Ее редактор, сэр Бэлют, с юности увлекался паранормальными явлениями. Он искал встречи с Мерлинами и Талиесинами и, хотя колдуны отвергали его, не терял надежды. Имея семейный бизнес — винодельню, — на старости лет седой искатель приключений открыл ради хобби газету, персонал которой охотился только за мистическим материалом: полтергейста и умершие знаменитости, бабкины россказни и детские страшилки, интервью у магов поддельных, рассказывающих о магии драматично, и у магов всамделишных, готовых только шутки шутить. Сэр Бэлют смеялся, что газету читают только его друзья по студенческому клубу да любители городской фантастики, в то время как я видела магов, покупающих наш свежий выпуск: где им еще прочитать о последних событиях мира молчаливых колдунов?

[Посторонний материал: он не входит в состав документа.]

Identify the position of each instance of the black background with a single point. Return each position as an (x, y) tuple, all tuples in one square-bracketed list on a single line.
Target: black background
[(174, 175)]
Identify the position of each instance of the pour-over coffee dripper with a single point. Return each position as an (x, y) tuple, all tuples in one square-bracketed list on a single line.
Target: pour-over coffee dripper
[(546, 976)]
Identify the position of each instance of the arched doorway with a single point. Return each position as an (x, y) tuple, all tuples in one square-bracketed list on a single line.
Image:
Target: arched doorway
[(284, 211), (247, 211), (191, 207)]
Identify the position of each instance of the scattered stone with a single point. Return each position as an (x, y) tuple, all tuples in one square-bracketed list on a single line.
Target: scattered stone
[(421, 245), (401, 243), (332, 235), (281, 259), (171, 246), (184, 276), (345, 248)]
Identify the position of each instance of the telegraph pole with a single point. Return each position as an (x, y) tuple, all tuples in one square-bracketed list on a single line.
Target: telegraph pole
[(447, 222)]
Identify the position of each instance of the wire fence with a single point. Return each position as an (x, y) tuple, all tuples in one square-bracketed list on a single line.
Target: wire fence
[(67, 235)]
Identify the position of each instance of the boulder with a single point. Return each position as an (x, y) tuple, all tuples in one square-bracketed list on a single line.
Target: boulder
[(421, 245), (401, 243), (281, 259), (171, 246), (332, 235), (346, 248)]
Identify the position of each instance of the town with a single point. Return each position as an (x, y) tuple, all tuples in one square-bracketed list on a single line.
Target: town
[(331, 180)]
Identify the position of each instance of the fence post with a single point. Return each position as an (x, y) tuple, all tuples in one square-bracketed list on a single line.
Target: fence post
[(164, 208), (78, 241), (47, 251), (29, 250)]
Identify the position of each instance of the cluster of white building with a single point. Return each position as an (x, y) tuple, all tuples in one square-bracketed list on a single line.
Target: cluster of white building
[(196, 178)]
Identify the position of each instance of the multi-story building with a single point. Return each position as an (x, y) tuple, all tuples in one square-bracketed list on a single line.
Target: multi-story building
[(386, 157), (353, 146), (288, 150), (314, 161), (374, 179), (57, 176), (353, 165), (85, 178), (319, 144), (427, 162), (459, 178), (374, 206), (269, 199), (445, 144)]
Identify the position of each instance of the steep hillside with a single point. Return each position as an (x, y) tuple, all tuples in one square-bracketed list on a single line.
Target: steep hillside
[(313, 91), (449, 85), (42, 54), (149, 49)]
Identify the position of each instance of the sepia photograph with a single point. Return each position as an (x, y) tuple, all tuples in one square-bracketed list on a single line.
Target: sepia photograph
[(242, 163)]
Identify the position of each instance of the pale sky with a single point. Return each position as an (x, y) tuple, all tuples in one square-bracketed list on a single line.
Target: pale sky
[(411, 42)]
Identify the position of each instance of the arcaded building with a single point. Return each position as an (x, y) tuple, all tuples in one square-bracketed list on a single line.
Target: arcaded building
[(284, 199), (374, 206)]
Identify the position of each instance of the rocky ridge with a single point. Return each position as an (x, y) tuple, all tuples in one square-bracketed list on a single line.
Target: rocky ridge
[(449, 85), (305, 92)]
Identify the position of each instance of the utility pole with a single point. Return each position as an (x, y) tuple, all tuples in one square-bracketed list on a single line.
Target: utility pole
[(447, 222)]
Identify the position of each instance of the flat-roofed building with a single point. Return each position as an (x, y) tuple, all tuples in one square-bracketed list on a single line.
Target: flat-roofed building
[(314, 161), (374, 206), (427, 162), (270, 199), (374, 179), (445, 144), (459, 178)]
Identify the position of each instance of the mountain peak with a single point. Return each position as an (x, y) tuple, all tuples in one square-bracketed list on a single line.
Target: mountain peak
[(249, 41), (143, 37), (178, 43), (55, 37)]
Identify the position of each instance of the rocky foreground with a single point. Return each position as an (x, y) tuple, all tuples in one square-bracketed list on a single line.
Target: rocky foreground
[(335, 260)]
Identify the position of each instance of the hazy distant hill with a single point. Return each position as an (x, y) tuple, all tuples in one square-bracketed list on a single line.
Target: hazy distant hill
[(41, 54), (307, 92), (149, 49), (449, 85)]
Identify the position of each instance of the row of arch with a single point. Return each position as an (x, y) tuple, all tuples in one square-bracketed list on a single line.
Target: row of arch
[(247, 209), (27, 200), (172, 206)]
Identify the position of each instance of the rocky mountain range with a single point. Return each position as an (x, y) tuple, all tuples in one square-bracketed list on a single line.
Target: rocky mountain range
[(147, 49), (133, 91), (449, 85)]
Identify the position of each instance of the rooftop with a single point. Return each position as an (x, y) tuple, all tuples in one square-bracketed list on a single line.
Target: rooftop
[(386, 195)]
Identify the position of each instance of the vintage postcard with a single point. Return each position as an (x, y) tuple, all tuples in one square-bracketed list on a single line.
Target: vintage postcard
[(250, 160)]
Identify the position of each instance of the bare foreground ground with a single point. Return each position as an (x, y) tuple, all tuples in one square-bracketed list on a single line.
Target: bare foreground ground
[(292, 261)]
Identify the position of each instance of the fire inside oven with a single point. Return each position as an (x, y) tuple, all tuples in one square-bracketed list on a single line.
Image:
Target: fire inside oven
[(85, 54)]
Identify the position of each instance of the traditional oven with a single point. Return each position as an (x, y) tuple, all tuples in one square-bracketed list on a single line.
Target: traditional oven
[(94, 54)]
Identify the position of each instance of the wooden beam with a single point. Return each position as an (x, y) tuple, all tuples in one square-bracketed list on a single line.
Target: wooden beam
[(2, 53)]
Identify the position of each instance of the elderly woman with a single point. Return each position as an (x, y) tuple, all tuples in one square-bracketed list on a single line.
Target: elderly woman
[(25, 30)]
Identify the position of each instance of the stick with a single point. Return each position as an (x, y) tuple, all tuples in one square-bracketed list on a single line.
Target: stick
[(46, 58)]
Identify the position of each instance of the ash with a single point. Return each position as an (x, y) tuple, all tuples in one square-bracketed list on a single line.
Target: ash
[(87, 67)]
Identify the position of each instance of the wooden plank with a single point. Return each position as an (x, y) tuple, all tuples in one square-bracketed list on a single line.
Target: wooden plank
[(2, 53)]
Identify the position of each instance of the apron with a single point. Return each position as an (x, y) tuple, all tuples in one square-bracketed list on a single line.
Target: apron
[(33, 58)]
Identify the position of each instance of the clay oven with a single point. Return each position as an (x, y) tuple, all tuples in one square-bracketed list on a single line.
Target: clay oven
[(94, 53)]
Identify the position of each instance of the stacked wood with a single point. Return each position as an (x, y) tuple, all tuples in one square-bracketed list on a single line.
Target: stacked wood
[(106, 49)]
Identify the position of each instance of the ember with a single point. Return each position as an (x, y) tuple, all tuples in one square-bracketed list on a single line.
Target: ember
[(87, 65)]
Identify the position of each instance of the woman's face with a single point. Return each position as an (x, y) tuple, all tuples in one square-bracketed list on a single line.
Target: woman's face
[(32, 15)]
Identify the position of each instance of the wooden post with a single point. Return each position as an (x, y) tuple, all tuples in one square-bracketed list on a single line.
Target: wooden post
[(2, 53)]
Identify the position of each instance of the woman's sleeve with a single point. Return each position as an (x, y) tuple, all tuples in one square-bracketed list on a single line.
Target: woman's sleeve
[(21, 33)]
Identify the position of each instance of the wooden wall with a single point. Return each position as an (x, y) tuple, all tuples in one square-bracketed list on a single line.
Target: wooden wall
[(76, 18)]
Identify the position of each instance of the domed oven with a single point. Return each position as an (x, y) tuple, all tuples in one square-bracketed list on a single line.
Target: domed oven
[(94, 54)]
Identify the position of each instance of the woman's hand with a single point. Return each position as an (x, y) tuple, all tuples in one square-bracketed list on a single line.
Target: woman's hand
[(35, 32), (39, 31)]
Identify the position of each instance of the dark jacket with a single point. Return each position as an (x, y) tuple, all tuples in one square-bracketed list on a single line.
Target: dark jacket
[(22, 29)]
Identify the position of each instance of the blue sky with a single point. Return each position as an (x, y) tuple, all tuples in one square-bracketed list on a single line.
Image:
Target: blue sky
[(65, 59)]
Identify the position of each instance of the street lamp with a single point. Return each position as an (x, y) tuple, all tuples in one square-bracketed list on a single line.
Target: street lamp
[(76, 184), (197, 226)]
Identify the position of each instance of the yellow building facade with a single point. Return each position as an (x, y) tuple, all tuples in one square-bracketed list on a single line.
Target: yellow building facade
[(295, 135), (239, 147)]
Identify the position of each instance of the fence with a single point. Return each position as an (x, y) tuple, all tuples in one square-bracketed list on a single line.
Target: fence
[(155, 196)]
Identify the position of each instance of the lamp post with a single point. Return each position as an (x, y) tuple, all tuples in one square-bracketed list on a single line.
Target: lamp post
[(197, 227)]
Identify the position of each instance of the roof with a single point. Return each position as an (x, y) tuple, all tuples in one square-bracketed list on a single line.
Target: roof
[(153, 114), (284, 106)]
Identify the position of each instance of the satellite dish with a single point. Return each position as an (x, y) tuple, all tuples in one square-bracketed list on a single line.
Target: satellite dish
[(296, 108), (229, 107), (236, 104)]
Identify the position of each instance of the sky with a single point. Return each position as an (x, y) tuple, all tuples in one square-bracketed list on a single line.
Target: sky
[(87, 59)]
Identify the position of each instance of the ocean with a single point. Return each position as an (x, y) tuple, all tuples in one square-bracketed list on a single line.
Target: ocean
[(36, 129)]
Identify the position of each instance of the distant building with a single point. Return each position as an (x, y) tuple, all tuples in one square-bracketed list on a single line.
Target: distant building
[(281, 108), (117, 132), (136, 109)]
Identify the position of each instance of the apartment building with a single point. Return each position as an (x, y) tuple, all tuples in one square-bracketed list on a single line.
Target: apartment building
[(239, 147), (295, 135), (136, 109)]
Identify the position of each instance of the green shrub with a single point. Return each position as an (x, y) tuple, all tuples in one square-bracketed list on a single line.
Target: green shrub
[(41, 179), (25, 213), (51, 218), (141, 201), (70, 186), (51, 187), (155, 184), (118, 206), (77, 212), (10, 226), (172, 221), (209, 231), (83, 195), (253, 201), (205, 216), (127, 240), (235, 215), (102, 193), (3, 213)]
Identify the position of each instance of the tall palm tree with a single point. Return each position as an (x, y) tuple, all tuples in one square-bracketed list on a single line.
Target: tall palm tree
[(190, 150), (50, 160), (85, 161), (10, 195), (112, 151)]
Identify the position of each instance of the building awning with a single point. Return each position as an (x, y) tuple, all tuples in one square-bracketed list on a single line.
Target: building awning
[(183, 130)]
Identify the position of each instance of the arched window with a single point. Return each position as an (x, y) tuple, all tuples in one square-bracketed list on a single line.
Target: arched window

Также сэр Бэлют не догадывался, что все три его репортера имеют к миру волшебства самое прямое отношение: все трое были бастардами, а значит, могли видеть скрытое и по семейным каналам знали, где что найти. Так, мой коллега из рода алхимиков любил приносить в редакцию статьи про артефакты и мурыжил без конца темы философского камня и Грааля. Второй собрат по перу — из скандинавских рунистов — мотался на пати рунных мастеров и ухаживал за гадающими домохозяйками, радуя сэра Бэлюта материалами по совпадениям, коллективным предчувствиям Надвигающегося Большого Зла и таинственным сновидениям.